In this second session, we will look at the similarities and differences between HSPs and (a) other forms of neurodivergence; and (b) trauma. Because some of the sensitivities of one can be mistaken as indicators of the others. At best, that creates confusion and , at worst, potential harm.

In this conversation with John, I will share my experience of working with HSPs, clients with other forms of neurodivergence, and clients who had been traumatised.

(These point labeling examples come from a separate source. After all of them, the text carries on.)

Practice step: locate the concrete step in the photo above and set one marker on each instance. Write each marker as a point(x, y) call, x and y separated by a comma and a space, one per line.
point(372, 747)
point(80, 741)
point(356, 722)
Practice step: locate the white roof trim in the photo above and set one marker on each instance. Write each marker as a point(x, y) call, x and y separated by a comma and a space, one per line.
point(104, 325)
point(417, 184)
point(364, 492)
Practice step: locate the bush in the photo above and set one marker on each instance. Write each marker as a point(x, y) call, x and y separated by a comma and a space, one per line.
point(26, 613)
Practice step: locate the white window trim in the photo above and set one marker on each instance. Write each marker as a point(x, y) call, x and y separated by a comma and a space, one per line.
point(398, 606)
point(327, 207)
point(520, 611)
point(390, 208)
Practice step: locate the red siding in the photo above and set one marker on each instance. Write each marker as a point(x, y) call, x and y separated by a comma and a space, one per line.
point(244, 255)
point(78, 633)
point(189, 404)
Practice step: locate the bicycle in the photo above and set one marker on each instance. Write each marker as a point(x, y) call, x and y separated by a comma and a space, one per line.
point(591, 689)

It isn’t about diagnosis but about awareness-raising and prompting further debate and thought.

The first part of the session will cover:

  • Similarities and differences between HSPs and other forms of neurodivergence (ADHD, autism, and bipolar), and between HSPs and trauma (including childhood emotional neglect)
  • How behaviour around high sensitivity can look similar from the outside and be very different for the HSP, autistic or traumatised client
  • What this all means for therapeutic practice

The second half of the session will be given over to questions and discussion.

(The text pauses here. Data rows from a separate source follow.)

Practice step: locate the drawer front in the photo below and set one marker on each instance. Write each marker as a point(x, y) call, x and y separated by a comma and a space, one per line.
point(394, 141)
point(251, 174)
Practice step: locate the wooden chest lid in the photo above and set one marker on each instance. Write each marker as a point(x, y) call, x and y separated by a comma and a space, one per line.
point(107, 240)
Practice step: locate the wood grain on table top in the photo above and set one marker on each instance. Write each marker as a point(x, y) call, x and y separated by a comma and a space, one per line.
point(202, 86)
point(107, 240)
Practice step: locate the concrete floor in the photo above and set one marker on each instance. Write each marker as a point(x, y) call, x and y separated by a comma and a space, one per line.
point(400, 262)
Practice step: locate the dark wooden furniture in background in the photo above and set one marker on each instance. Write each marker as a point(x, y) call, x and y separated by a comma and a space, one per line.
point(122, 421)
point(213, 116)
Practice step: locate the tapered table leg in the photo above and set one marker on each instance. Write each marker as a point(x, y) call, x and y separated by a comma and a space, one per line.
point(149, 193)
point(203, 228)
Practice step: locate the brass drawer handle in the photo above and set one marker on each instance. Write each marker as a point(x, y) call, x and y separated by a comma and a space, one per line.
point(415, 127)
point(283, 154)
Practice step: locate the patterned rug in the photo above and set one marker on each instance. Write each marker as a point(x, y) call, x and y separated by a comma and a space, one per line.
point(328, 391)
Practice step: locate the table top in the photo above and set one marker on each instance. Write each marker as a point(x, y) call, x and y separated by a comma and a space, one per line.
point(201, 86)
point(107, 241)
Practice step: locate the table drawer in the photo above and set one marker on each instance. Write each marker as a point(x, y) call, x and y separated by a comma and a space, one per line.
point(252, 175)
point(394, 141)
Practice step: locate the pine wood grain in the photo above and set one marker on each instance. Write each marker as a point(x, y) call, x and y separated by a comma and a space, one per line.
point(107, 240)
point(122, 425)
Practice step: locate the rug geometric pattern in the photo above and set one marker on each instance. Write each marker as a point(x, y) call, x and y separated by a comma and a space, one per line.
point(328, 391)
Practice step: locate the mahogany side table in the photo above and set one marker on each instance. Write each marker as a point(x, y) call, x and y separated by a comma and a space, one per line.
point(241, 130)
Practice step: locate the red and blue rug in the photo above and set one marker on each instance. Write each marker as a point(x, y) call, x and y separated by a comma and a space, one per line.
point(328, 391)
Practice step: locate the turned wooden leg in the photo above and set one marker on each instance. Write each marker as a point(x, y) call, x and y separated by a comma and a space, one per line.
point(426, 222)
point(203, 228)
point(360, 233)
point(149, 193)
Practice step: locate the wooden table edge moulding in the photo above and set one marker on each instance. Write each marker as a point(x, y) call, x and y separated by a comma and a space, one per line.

The third session in the series will focus on the HSP therapist – the joys, the challenges, and tips to avoid burn-out.

Learning Objectives:

  • Be able to identify how being a Highly Sensitive Person (HSP) is similar and different to other forms of neurodivergence (ADHD, autism, bipolar)
  • Be able to recognise similarities and differences between being an HSP and trauma (including childhood emotional neglect)
  • Have a better understanding of behaviour around high sensitivity which might look very similar from the outside but has very different internal causes, manifestations and impacts

Who is this appropriate for?

  • Counsellors, psychotherapists, students & supervisors

How may this impact your practice?

  • (a) More receptive to the range, nature and impact of different types of, and reasons for, high sensitivity (b) Reflect on existing and new clients – their behaviour and experience, and what’s important to them & why (c) Greater awareness of when high sensitivity is innate to the client and when it’s about what has happened to them (d) Increased appreciation that being an HSP is its own form of neurodivergence and (relational) trauma (e) More alert to the possibility of a ‘double dose’ of high sensitivity e.g. other trauma landing on an HSP.

Course Content

Presenter

Sally Pendreigh

I retired as a BACP senior accredited person-centred counsellor in spring 2022. I worked in several settings – with victims of childhood sexual abuse; with people bereaved by murder and suicide; in community health projects; with family carers; as a student counsellor; for Employee Assistance Programmes; and in private practice.

I learned (directly from clients) about the importance of what I came to think of as a person’s ‘operating system’ – how they process information, make sense of the world, and fit in (or don’t); and how this then affects their experiences, sense of self, and relationships.

These ‘operating systems’ were many and varied – auditory processing, autism, dyscalculia, dyslexia, dyspraxia, face and building blindness, and synaesthesia. And, by far, the largest number of clients had yet another type of ‘operating system’ – being a Highly Sensitive Person (HSP). The sheer numbers of HSPs who came for counselling led me to take a particular interest in this group.